When I talk to small business owners about making smarter business investments, I often stress the importance of testing leap-of-faith assumptions early. These are the foundational beliefs entrepreneurs stake their business on—beliefs about customer behavior, pricing strategies, or even whether a product solves a real problem. If those assumptions turn out to be wrong, entire businesses can implode before they even get off the ground.
When I share this with others, I often hear the same frustrated retort: “That sounds like something the government should be doing too—especially with how much of our money they spend without testing first.” I agree.
Take the Affordable Care Act (ACA), more commonly known as Obamacare. At its core, the law was built on a major leap of faith assumption: if we provide low-income Americans with affordable or subsidized health insurance, they’ll stop using the emergency room as their go-to for primary care. Instead, the theory went, they’d see regular doctors during office hours for things like colds, viruses, or minor injuries—ultimately reducing the overall cost of care.
In theory, it made sense. Emergency room care is wildly expensive, and if uninsured people swapped it out for less costly doctor visits, savings would pile up. But here’s the problem: the assumption was never validated before the policy was rolled out at scale.
A randomized control study out of Oregon—one that was available before full-scale ACA implementation—should have been a red flag. The study revealed that providing Medicaid coverage to low-income adults actually increased emergency room visits by a whopping 40%.
Rather than booking doctor appointments for minor ailments, many newly insured patients continued to use emergency rooms for non-emergency care. Why? Several reasons emerged: long waits to see primary care providers, unfamiliarity with how to navigate the healthcare system, and even the perception that ER care is more comprehensive or convenient. And for those on high-deductible plans, even with coverage, out-of-pocket costs remained a deterrent to primary care usage.
A well-run for-profit business would look at data like that and immediately reconsider the plan. If your foundational belief proves false in the testing phase, the logical next move is to either abandon the plan or pivot.
But governments don’t always operate that way. They often skip the testing phase and instead go all-in, using billions in taxpayer dollars based on untested assumptions. The result?
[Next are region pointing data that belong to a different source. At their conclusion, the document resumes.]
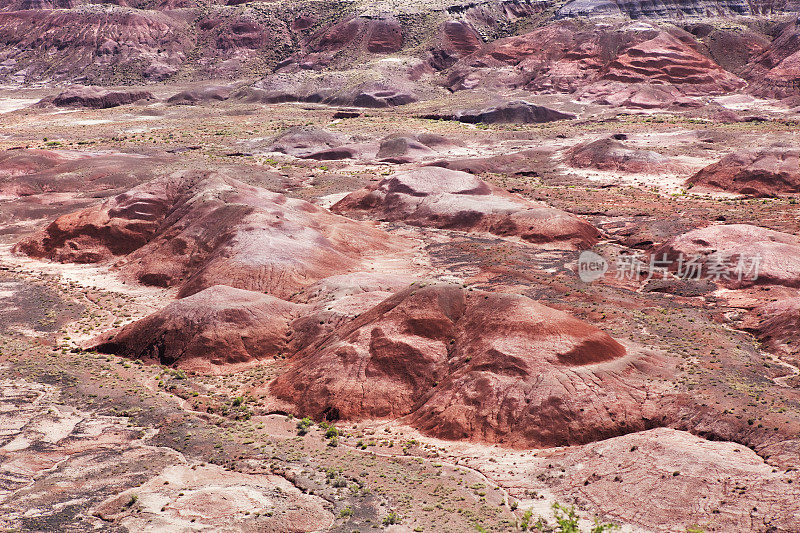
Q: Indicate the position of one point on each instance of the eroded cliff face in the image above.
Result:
(675, 9)
(135, 42)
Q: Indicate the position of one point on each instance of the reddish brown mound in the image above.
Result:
(98, 98)
(349, 38)
(202, 95)
(468, 364)
(305, 142)
(460, 38)
(566, 56)
(775, 254)
(637, 95)
(777, 325)
(685, 480)
(201, 229)
(768, 172)
(610, 154)
(513, 112)
(217, 327)
(332, 88)
(65, 44)
(667, 59)
(442, 198)
(407, 148)
(28, 172)
(516, 112)
(775, 73)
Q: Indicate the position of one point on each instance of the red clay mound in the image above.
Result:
(28, 172)
(610, 154)
(468, 364)
(443, 198)
(305, 142)
(99, 98)
(217, 327)
(460, 38)
(203, 95)
(525, 163)
(769, 256)
(637, 95)
(566, 57)
(92, 43)
(202, 229)
(775, 73)
(768, 172)
(516, 112)
(401, 148)
(678, 474)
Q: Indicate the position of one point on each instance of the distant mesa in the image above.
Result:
(442, 198)
(568, 57)
(762, 173)
(217, 329)
(99, 98)
(611, 154)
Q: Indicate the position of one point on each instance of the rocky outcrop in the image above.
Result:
(92, 43)
(219, 328)
(568, 57)
(611, 154)
(198, 230)
(668, 60)
(462, 364)
(684, 478)
(777, 325)
(775, 72)
(305, 142)
(513, 112)
(99, 98)
(739, 255)
(668, 9)
(212, 93)
(769, 172)
(442, 198)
Programs that may sound good politically, falter in practice—wasting money and failing to solve the original problem.
The lesson for entrepreneurs is crystal clear: don’t scale before you test.
Let’s look at what this means for your business. If you believe your target audience will pay $50/month for a new subscription service, test it before building the full platform. Use a landing page, a small pilot, or even one-on-one interviews to validate the assumption.
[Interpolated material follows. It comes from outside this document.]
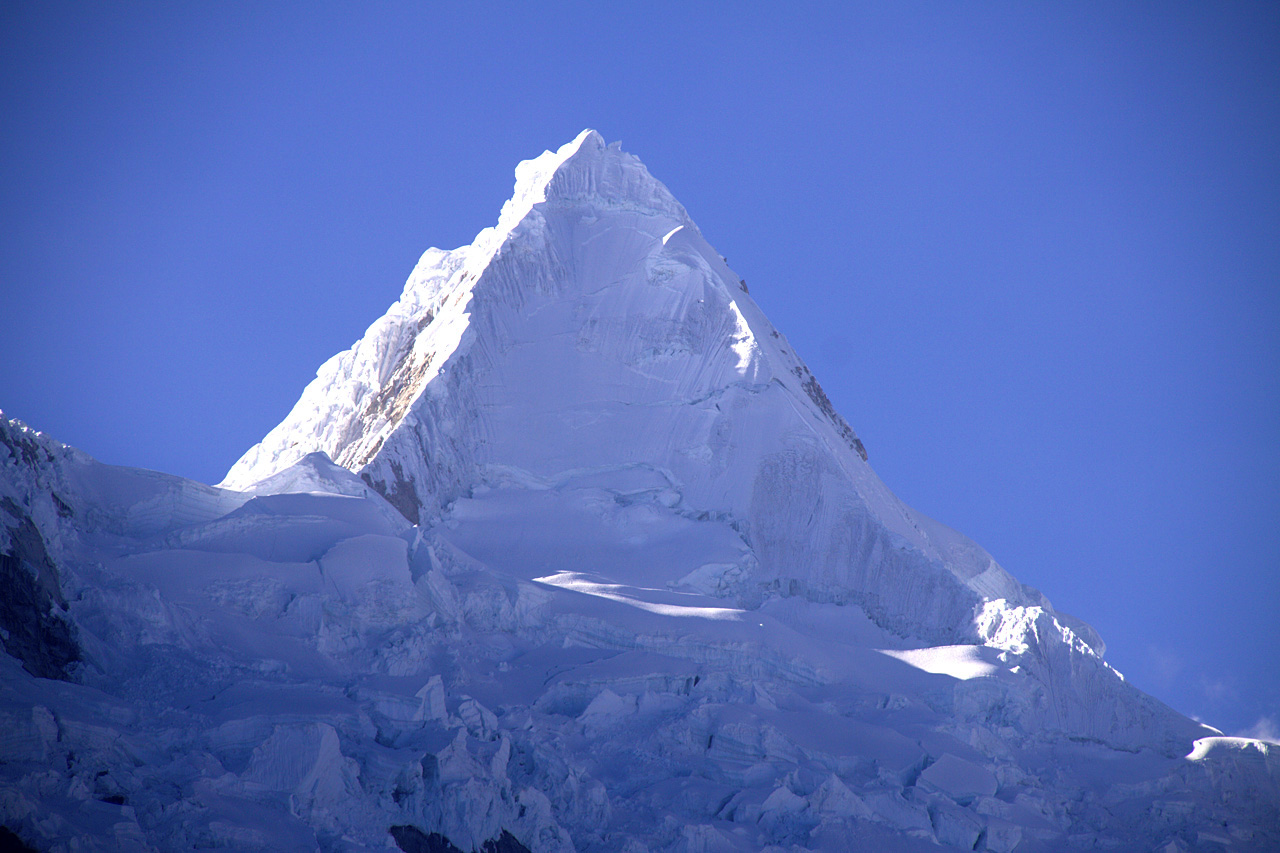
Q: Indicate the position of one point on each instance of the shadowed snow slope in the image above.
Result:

Related Post: Testing the Market with a 3-Page Website
Thinking of launching a new product line based on a hunch? Start with a Minimum Viable Product (MVP) or a Minimum Marketable Product (MMP). See how people react, buy, or walk away. If you’re wrong, you’ll learn fast—and you’ll save yourself a mountain of money, stress, and time.
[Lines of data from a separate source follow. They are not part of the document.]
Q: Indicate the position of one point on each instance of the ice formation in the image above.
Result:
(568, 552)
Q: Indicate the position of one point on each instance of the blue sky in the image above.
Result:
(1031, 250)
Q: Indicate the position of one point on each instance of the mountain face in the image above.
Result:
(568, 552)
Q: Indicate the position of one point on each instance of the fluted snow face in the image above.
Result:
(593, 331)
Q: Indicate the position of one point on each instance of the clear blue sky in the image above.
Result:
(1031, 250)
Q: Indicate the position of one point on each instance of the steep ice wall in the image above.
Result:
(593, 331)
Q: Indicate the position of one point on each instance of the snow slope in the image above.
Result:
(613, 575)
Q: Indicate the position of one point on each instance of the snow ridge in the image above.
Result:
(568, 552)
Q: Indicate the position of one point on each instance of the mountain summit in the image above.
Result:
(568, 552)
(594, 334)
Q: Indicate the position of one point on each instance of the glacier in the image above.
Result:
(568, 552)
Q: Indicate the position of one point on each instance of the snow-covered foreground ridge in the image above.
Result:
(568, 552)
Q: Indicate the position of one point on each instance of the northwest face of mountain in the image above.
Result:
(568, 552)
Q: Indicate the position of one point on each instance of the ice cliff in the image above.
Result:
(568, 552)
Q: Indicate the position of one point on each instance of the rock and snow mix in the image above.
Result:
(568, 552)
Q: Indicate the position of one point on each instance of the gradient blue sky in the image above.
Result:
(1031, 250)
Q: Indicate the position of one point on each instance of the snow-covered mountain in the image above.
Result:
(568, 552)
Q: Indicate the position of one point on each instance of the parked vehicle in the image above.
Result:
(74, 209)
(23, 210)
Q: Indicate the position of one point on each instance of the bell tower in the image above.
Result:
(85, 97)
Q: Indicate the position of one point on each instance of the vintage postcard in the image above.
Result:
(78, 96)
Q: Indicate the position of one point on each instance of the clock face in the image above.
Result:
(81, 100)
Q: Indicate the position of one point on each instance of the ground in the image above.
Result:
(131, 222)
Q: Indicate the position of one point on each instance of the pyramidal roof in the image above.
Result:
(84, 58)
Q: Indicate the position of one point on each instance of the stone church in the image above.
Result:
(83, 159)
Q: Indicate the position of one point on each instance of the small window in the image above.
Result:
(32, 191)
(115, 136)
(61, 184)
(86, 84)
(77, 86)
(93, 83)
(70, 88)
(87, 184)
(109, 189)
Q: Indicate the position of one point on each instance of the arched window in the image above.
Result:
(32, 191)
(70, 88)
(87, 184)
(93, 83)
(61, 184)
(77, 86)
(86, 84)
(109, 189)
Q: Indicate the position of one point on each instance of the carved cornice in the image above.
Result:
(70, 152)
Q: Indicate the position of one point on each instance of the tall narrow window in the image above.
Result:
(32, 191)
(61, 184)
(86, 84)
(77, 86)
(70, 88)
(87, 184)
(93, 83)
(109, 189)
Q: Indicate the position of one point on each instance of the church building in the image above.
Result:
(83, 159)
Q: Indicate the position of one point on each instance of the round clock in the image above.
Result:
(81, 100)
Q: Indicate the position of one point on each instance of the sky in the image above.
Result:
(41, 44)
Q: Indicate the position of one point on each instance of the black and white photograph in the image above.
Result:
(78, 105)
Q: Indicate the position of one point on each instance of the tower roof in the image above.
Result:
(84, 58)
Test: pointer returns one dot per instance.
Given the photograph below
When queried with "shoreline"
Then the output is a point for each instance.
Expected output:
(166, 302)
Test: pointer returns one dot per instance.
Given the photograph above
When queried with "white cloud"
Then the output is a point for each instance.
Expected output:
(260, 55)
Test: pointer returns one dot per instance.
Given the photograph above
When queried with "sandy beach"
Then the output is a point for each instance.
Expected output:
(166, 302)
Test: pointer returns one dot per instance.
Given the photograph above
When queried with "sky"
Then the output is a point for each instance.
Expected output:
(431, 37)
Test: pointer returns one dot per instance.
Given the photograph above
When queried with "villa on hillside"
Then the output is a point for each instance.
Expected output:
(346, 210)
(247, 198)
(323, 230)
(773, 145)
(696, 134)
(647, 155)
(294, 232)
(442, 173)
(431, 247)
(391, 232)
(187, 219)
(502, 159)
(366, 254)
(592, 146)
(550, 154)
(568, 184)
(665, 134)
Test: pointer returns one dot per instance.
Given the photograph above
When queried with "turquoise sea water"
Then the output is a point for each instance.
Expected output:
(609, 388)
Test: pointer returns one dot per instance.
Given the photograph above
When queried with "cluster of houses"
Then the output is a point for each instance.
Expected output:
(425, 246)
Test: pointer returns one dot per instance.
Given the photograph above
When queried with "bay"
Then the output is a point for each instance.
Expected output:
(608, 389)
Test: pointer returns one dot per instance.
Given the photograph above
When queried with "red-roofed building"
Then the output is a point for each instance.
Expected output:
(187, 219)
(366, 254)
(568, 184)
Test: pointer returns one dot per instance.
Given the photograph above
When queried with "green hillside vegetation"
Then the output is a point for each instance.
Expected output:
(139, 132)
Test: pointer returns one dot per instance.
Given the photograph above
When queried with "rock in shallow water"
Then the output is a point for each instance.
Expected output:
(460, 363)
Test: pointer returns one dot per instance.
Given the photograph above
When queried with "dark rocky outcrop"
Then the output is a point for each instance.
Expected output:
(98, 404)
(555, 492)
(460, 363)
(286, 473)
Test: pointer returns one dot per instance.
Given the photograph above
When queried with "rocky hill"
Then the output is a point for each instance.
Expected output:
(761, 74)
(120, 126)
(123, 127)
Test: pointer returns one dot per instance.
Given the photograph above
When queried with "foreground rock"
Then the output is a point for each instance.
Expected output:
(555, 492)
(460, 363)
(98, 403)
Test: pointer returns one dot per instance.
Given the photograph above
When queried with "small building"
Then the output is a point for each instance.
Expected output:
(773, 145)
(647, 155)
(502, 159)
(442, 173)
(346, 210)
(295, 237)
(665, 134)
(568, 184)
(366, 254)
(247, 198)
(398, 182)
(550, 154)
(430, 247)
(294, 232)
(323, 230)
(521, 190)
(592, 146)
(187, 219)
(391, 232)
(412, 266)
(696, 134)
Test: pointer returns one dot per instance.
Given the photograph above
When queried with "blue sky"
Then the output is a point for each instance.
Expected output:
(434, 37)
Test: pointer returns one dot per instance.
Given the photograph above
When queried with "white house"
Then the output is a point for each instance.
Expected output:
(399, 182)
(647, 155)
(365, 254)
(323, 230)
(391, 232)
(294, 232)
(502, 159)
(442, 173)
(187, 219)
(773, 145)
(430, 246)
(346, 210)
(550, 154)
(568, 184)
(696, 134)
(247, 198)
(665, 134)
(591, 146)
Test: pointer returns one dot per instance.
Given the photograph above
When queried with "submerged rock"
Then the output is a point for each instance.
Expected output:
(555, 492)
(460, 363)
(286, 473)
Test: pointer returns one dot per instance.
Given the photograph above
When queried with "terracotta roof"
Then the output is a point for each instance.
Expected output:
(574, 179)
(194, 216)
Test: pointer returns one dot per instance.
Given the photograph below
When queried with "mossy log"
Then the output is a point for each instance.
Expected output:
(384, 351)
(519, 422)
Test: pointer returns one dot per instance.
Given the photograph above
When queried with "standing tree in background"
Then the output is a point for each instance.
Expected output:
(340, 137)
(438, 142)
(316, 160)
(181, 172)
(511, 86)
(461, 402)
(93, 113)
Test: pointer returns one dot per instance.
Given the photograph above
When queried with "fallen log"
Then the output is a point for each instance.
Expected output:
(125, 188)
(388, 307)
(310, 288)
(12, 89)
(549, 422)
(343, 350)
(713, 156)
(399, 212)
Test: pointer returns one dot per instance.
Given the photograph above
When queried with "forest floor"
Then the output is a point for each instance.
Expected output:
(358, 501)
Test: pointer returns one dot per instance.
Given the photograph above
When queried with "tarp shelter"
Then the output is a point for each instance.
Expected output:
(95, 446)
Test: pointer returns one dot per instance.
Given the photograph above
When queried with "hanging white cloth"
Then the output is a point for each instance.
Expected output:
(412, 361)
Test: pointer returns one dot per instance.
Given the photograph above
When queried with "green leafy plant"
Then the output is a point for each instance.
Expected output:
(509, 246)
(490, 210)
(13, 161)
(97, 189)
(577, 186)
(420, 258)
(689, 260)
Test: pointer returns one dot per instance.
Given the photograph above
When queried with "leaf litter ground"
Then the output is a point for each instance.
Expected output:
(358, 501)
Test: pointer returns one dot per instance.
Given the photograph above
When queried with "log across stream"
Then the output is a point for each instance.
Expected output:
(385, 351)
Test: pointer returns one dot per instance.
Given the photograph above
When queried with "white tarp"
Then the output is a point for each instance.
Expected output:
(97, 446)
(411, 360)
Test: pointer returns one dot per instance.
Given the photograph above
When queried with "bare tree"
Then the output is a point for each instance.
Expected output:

Here’s the thing: every business owner makes assumptions. The successful ones treat those assumptions like hypotheses, not facts.
This is the heart of the Lean Startup methodology, popularized by Eric Ries, which encourages businesses to “build-measure-learn” in rapid cycles. Test early, test often, and let your next decision be shaped by real-world feedback, not wishful thinking.
Related Post: Lean Startup – What You Need to Know
Sadly, we can’t force governments to operate this way. But you can run your business this way—and come out ahead because of it.
Do you test your leap of faith assumptions before investing valuable time and money?